While diagnostic nuclear medicine uses low doses of radiation to image the body, therapeutic nuclear medicine deliberately delivers high radiation doses to destroy diseased tissue, particularly cancer.

External beam radiation therapy (not strictly nuclear medicine, but related) uses high-energy photon or particle beams from outside the body. Cobalt-60 teletherapy units, once common, have been largely replaced by linear accelerators, though cobalt-60 remains important in developing countries.

Brachytherapy involves placing sealed radioactive sources directly into or adjacent to the tumor. Iodine-125 seeds permanently implanted in the prostate and cesium-137 or iridium-192 sources temporarily placed in the cervix or breast are common examples.

Systemic radionuclide therapy delivers radioactive drugs that selectively accumulate in target tissues:

  • Iodine-131 for thyroid cancer and hyperthyroidism: The thyroid gland avidly absorbs iodine, concentrating the radioactive dose precisely where needed. This was the first targeted radionuclide therapy, introduced in the 1940s.
  • Lutetium-177-DOTATATE (Lutathera) for neuroendocrine tumors: A somatostatin analog labeled with Lu-177 binds to receptors overexpressed on tumor cells.
  • Radium-223 (Xofigo) for bone metastases from prostate cancer: Ra-223 is a calcium analog that localizes in bone, delivering targeted alpha radiation to metastatic deposits.

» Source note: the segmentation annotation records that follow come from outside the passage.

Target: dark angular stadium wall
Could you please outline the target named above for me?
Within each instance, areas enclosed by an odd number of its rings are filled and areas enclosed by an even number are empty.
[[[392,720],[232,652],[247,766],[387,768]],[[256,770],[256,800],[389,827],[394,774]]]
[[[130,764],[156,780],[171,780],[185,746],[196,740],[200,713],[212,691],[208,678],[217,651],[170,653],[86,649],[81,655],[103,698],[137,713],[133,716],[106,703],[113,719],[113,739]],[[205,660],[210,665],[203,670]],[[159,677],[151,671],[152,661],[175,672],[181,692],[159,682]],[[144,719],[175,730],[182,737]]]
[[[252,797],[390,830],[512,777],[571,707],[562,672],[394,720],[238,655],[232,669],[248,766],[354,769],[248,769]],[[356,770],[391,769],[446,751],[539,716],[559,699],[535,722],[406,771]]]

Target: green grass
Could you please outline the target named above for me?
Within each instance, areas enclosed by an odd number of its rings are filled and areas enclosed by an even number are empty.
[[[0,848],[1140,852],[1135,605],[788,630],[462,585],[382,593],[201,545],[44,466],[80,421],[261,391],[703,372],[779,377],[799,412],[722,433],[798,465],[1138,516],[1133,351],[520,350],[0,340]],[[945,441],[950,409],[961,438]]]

Radiation Dose in Medicine

Diagnostic nuclear medicine procedures deliver relatively low radiation doses. A typical Tc-99m bone scan delivers about 4-6 millisieverts (mSv), comparable to 1-2 years of natural background radiation. A whole-body FDG-PET scan delivers about 7-10 mSv. For comparison, a chest CT delivers about 7 mSv, and natural background radiation averages about 2.4 mSv per year worldwide. The diagnostic benefit of these procedures vastly outweighs the small radiation risk.